Z zadumy wyrwało go nieśmiałe pukanie do drzwi.
- Tak?
- Onew? Mogę wejść?
- Proszę.
Klamka opadła. Na progu pojawił się Minho. Otworzył usta najwyraźniej chcąc coś powiedzieć, ale po chwili rozmyślił się. Tkwił w zastygniętej pozycji, nerwowo wpatrując się w starszego kolegę. Onew posłał mu swój najbardziej przyjazny uśmiech i gestem zaprosił go do wnętrza pomieszczenia. Choi rozbawił go, niepewne kroki rapera, jego zażenowany wzrok wbity w buty i palce, niecierpliwie szarpiące rąbek koszuli sprawiały, że zawsze poważna i pewna siebie żaba wyglądała jak przedszkolak z występkiem na sumieniu.
- Chciałem... zapytać się, czy zejdziesz dziś na kolację hyung. – Mina bruneta wskazywała na to, że nie do końca to chciał powiedzieć, ale jest z siebie dumny, że zdołał wydusić z siebie cokolwiek.
- Nie, dziś jestem umówiony. Nie czekajcie na mnie z kolacją, wrócę późno. – Onew wyszczerzył się, odwrócił i zaczął majstrować przy szufladzie biurka.
- Umówiony.. – Powtórzył bezmyślnie Min, a jego wzrok mimowolnie powędrował na tyłek schylonego lidera.
- Tak.
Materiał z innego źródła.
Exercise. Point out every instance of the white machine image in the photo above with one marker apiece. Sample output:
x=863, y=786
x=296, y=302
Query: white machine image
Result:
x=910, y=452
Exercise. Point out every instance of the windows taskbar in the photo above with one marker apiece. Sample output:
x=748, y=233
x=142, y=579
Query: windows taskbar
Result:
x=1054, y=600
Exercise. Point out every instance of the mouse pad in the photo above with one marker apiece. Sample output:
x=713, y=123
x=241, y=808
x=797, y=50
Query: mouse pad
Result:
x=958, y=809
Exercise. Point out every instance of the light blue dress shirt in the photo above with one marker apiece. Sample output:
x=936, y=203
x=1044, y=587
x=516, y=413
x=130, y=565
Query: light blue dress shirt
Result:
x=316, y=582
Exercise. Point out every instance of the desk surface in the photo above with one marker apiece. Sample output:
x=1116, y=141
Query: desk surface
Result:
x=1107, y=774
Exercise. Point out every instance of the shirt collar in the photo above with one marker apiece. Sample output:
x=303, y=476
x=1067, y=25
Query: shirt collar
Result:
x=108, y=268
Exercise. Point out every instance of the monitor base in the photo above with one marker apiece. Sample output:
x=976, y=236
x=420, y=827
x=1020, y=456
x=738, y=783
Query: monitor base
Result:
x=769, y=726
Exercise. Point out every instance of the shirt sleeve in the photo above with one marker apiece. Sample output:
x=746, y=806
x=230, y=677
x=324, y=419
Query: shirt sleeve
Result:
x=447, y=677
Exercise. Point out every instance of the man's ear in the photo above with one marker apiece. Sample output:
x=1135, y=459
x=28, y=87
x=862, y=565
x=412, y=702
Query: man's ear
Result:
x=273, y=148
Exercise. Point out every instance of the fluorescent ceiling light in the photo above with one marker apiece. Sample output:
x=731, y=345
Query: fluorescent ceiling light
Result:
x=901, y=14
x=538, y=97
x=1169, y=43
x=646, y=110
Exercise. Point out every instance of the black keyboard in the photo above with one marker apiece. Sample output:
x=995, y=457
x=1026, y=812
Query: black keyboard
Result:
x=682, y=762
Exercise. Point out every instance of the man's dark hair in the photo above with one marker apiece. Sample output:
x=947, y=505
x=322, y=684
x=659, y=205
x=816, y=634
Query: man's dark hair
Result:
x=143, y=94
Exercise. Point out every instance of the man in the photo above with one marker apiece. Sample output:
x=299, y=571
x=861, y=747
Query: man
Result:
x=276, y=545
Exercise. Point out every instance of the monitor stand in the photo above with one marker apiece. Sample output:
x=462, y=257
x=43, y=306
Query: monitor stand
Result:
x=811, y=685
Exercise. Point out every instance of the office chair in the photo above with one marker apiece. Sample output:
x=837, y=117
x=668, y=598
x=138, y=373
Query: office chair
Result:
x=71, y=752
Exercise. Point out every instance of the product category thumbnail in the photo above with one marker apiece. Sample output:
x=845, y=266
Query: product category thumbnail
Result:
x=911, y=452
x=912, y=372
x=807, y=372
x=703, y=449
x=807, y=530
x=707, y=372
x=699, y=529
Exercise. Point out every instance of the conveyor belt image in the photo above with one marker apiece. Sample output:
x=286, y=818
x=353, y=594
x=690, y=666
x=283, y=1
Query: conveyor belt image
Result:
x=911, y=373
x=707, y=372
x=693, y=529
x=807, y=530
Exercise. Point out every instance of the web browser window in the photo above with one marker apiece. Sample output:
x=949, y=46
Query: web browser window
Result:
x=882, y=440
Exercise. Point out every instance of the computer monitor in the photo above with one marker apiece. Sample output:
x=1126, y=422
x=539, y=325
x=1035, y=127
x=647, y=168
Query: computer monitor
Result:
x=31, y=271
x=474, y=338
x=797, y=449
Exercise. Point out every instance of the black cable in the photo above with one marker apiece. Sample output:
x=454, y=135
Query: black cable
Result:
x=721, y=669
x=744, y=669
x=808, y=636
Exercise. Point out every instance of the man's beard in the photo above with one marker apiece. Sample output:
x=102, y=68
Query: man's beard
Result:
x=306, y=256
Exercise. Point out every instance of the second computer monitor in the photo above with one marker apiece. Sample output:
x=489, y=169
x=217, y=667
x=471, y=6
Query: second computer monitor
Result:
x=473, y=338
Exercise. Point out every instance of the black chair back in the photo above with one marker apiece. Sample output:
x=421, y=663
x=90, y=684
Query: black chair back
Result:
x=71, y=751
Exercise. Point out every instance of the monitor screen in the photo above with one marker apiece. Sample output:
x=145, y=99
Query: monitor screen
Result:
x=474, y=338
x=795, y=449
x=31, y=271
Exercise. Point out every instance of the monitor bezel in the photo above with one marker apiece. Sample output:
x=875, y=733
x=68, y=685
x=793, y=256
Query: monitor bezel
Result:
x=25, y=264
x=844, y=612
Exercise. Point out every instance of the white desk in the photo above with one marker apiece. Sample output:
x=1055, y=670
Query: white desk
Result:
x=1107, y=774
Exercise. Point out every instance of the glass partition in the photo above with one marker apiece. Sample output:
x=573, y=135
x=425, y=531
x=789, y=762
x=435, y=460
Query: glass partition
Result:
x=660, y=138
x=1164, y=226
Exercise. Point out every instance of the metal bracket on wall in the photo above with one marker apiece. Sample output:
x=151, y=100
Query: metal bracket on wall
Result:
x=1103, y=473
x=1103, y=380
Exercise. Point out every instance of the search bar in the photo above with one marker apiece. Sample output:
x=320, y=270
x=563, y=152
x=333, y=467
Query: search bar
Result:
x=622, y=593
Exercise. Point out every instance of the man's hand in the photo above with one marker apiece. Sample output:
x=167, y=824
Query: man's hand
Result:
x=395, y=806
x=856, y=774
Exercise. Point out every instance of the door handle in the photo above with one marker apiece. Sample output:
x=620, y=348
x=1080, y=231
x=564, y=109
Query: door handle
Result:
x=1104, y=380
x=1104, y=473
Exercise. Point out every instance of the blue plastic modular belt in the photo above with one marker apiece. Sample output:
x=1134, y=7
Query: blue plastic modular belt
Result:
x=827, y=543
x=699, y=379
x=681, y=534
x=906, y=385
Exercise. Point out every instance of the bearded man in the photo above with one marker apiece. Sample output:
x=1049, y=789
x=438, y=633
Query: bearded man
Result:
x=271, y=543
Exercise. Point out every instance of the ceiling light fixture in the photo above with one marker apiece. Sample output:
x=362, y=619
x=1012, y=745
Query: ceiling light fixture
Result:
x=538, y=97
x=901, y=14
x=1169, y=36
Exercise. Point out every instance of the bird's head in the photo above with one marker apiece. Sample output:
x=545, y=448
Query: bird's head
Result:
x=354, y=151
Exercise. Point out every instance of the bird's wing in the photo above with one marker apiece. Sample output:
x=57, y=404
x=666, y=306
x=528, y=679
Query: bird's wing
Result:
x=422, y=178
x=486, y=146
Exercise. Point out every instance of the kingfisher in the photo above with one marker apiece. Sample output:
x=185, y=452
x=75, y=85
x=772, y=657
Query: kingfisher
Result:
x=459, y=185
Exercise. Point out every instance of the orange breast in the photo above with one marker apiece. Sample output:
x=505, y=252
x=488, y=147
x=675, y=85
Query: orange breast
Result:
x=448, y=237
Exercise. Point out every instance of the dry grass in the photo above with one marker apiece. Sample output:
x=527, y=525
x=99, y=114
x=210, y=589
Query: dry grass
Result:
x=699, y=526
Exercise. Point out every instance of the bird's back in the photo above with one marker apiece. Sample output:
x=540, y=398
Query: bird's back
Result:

Jeśli cię to interesuje, mamy kilka spraw do omówienia z naszym drogim menage.. – Koniec zdania zagłuszyło tępe ‘jebs’ spowodowane łupnięciem głowy Onew w szafkę.
- Nic ci nie jest? – Zapytał, nie odrywając wzroku od opiętego materiału na pośladkach Lee.
- Nie, nie, chyba nic. – Zaśmiał się lider, masując obolałe miejsce. – Minho, mam do ciebie prośbę. Mógłbyś zamówić mi taksówkę? Byłbym wdzięczny..
- Jasne, już idę. – Zamrugał kilkakrotnie i gdy pozbył się nieprzyzwoitych myśli wymaszerował z pokoju. Onew zamknął za nim drzwi, zrzucił z siebie koszulkę i sięgnął po przewieszoną przez oparcie fotela śnieżnobiałą koszulę. Przejrzał się w lustrze, zapiął mankiety, wylał na siebie trochę wody kolońskiej i wyszedł z pokoju. Na dworze czekał już zaparkowany wóz.
- Onew! Gdzie jedziesz? – Do lidera podbiegł zdyszany Jjong.
- Mam spotkanie. A co, coś się stało?
- Niee, nic.. po prostu.. zastanawiałem się, kiedy wrócisz. – Mruknął zmieszany dinozaur.
- Będę późno, kazałem Minho nie czekać z kolacją. – Jinki uśmiechnął się i wszedł do taksówki.
- Czyli z kina nici. – Szepnął do siebie Bling i ze strapioną miną powędrował w stronę domu.

~

- Nie ma Kurczakaaa?! – Krzyknął zrozpaczony Key. – Chciałem zabrać go na zakupy..
- Ja chciałem zagrać z nim na konsoli. – Wymamrotał Tae. Jonghyun zaśmiał się.
- Ja też miałem plany dotyczące Onew! – Krzyknął z przedpokoju.
Chłopacy spojrzeli po sobie zdziwieni.
- Chyba każdy coś chciał od Lee. – Do salonu wkroczył dumnie Minho. W pokoju rozległy się śmiechy. – Jeśli Jinki nie ma, to chodźmy gdzieś we czwórkę.
- Sugeruję kino! – Wydarł się dinozaur, mocując się z butami.
- Idziemy. - postanowił Minnie. Członkowie zespołu powędrowali do przedpokoju i stanęli nad Jjongiem triumfalnie unoszącym swojego lewego buta. Po chwili duma w jego oczach przerodziła się w przerażenie.
-Nie.. - Jęknął, spoglądając na trzymany trampek. - Nie mówcie, że muszę go na nowo ubierać..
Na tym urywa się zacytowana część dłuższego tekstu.